Ustinov accused communist archrival China of joining the United States in mounting "provocations" against Moscow's Indochinese allies -- Vietnam, Laos and Cambodia. He also sid imperialism is taking "subversive actions" to "destabilize the atmosphere" in Poland with efforts to "discredit socialist power and weaken socialist solidarity."

It is expected that the Polish crisis will not be widely discussed at the congress, which is a ritualistic gatherin of about 5,000 Soviet delegates to endorse the Politburo's policies and hail Brezhnev, 74, for another five-year term as supreme Soviet leader.

It seems likely, however, that Warsaw Pact leaders will meet behind the scenes for their first discussion of Poland since last December's emergency gathering in Moscow shortly after Stanislaw Kania came to power in Warsaw. Kania's speech to the congress will be intently scrutinized by foreign observers for signs as to how he intends to respond to likely Kremlin pressures to roll back the concessions to independent trade unions and private farmers made by the party through the months of crisis in Poland.

Ustinov in today's article denied that the Kremlin has raised its nuclear missile forces, charging that the United States is developing new land- and sea-based nuclear weapons. "The Pentagon is counting on nuclear weapons to achieve the global strategic goals of the U.S. by carrying out preemptive nuclear strikes against the Warsaw Pact countries," he declared.

He said the Soviet Union does not seek strategic superiority and called the SALT II treaty, which Reagan says must be renegotiated, an effective barrier against the arms race. Renegotiation, he said, "quite obviously radically contradicts the interests both of Americans and Soviet peoples, as well as the interests of all mankind."

The speech is a measure of how far relations between the two superpowers have deteriorated since the last party congress in 1976. Then, Brezhnev pledged to pursue detente with "redoubled energy." The Kremlin had scored impressive diplomatic gains, chiefly in the 1975 European security agreement that recognized Soviet postwar hegemony over Eastern Europe and accepted the status of East Germany. SALT II -- now lapsed but still observed by both countries -- was the centerpiece of Brezhnev's policy of negotiating major dangers with the United States.

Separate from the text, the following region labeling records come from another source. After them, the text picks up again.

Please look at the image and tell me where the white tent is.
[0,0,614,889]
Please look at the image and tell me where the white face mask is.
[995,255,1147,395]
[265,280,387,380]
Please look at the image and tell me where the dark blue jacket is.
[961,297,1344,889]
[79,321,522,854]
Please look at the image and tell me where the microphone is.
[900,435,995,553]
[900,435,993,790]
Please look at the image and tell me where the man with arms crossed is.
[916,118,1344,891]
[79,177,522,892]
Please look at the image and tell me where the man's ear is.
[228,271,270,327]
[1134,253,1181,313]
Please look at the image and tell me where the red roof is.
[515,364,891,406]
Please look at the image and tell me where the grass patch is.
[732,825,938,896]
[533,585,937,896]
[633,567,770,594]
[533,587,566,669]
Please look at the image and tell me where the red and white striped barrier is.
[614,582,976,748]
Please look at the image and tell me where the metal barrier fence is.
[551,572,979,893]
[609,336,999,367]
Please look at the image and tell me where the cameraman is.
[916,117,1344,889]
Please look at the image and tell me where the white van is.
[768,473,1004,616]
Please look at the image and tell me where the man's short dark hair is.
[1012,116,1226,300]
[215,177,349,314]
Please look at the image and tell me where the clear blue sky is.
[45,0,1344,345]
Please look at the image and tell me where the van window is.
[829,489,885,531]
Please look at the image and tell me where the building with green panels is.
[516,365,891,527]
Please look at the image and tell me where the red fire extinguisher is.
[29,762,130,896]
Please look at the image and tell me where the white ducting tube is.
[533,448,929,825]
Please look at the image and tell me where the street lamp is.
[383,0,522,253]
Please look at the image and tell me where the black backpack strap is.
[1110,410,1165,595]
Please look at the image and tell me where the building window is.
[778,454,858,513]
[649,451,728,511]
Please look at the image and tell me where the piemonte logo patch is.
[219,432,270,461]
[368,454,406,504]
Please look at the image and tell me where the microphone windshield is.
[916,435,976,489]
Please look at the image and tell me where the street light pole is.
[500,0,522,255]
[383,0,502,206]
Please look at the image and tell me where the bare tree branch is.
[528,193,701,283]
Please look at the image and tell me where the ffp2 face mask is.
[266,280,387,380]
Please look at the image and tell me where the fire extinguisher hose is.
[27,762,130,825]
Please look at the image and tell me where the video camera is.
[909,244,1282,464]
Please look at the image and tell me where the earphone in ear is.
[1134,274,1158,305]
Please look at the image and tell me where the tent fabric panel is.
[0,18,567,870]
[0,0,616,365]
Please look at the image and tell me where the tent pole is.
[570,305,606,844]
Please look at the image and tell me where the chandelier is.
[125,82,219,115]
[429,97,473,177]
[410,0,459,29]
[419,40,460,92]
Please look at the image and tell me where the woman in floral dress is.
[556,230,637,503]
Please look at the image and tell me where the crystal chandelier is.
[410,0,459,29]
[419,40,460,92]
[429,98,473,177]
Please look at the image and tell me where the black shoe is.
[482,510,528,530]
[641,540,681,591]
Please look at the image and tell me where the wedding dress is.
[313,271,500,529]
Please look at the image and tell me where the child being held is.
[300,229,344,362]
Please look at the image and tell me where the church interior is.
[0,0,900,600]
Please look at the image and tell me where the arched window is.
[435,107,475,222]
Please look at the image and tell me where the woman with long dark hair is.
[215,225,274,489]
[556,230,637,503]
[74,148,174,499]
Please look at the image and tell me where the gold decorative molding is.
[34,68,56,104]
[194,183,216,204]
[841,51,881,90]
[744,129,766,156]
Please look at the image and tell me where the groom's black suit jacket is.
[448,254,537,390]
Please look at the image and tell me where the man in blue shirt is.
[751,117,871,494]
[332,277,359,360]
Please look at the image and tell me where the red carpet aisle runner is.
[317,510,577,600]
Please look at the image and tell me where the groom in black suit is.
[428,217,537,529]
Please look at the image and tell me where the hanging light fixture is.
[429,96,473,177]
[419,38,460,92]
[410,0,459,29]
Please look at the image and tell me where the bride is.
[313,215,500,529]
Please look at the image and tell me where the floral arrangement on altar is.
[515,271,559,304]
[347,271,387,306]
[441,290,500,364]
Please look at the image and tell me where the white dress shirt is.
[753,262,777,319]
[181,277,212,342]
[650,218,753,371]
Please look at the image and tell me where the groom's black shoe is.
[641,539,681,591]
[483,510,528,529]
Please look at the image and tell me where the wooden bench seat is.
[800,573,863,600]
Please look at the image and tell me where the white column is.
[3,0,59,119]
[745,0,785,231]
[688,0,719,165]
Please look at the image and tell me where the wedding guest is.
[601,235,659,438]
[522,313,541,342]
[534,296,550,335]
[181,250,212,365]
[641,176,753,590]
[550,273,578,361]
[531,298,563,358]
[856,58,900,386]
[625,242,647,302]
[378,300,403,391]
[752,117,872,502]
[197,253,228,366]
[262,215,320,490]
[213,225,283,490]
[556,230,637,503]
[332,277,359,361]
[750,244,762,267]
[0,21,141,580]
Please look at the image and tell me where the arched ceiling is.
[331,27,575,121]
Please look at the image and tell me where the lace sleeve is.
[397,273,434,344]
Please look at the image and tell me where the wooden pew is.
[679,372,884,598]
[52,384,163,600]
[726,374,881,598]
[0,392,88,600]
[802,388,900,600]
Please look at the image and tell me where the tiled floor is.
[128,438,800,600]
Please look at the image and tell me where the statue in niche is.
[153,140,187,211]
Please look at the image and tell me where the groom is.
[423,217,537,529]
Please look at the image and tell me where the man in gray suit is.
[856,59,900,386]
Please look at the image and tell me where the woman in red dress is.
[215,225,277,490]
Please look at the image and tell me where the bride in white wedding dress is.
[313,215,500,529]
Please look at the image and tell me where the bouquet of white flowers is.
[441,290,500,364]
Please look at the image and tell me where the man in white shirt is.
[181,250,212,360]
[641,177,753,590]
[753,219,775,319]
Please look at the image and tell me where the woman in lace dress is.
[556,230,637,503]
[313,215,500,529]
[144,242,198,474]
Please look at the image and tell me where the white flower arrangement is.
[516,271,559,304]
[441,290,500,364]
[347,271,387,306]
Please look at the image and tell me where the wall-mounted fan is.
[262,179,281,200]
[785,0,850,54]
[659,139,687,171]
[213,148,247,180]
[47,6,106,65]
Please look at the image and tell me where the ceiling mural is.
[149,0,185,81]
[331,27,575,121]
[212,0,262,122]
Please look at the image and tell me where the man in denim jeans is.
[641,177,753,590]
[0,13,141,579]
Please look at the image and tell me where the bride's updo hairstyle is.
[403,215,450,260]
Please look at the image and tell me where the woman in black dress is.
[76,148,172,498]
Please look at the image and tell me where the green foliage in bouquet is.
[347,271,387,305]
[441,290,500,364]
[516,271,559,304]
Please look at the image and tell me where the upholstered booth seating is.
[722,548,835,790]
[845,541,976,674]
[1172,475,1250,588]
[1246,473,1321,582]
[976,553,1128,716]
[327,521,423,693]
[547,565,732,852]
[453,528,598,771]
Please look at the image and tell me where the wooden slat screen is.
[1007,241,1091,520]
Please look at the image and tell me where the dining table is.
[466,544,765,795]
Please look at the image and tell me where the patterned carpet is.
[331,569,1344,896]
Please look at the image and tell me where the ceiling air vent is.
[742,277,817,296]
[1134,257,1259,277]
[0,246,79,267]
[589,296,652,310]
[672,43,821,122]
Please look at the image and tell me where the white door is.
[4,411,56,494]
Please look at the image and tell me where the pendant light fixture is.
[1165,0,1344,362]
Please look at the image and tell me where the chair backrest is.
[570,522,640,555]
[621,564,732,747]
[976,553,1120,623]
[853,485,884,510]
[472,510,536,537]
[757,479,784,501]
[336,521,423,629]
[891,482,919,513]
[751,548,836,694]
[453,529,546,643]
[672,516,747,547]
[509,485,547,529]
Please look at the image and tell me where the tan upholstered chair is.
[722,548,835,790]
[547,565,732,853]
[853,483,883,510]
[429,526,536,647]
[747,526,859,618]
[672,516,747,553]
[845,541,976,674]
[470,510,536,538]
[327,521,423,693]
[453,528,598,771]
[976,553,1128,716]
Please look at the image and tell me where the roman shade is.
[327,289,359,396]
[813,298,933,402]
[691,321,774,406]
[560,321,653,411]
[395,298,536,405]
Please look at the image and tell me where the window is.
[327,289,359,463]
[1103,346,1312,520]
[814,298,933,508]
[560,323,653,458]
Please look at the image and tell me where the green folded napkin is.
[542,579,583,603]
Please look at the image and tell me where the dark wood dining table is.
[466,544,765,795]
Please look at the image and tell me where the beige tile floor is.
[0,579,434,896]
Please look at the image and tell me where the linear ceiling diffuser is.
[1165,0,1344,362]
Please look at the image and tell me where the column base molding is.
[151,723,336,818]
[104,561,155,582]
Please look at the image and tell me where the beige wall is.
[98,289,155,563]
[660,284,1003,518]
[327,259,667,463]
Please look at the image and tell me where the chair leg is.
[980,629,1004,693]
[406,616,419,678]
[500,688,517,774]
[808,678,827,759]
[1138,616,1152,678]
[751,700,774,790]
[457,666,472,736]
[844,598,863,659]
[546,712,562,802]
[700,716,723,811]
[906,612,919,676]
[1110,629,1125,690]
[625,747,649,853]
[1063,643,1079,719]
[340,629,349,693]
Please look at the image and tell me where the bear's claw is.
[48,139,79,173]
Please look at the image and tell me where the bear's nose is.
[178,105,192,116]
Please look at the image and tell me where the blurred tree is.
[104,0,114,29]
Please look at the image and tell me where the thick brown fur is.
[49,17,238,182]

But since then, the continued Soviet military buildup, and foreign military actions such as the invasion of Afghanistan in December 1979 have rewritten the scenario for world relations. Moscow has been condemned for agression by a majority of the United Nations and most Islamic countries, where it assiduously cultivated good relations. The possibility of Soviet intervention in Poland has set Western Europe on edge and brought hardened attitudes toward Moscow across the continent.

Meanwhile, the burdens of the Soviet arms buildup have meant deepening troubles for the civilian economy. There are widespread shortages of common consumer items -- such as needles, buttons and eyeglasses -- and agricultural problems have worsened in recent years despite outlays of billions of rubles for new equipment and fertilizers for the wasteful collective-farm system.

It is unlikely that the congress will take any major steps to rectify these problems, although Brezhnev has promised that consumer goods will get the lion's share of investment through 1985. A similar promise in 1971 faded when the Soviets stepped up spending on basic industries to feed the defense establishment's expansion.

It will be Brezhnev's fourth party congress as leader, and although his personal political power stands at the highest point in his long career because of the retirement and death of former premier Alexei Kosygin last year, many of the same problems that confronted him in 1964 when he first came to power remain unsolved.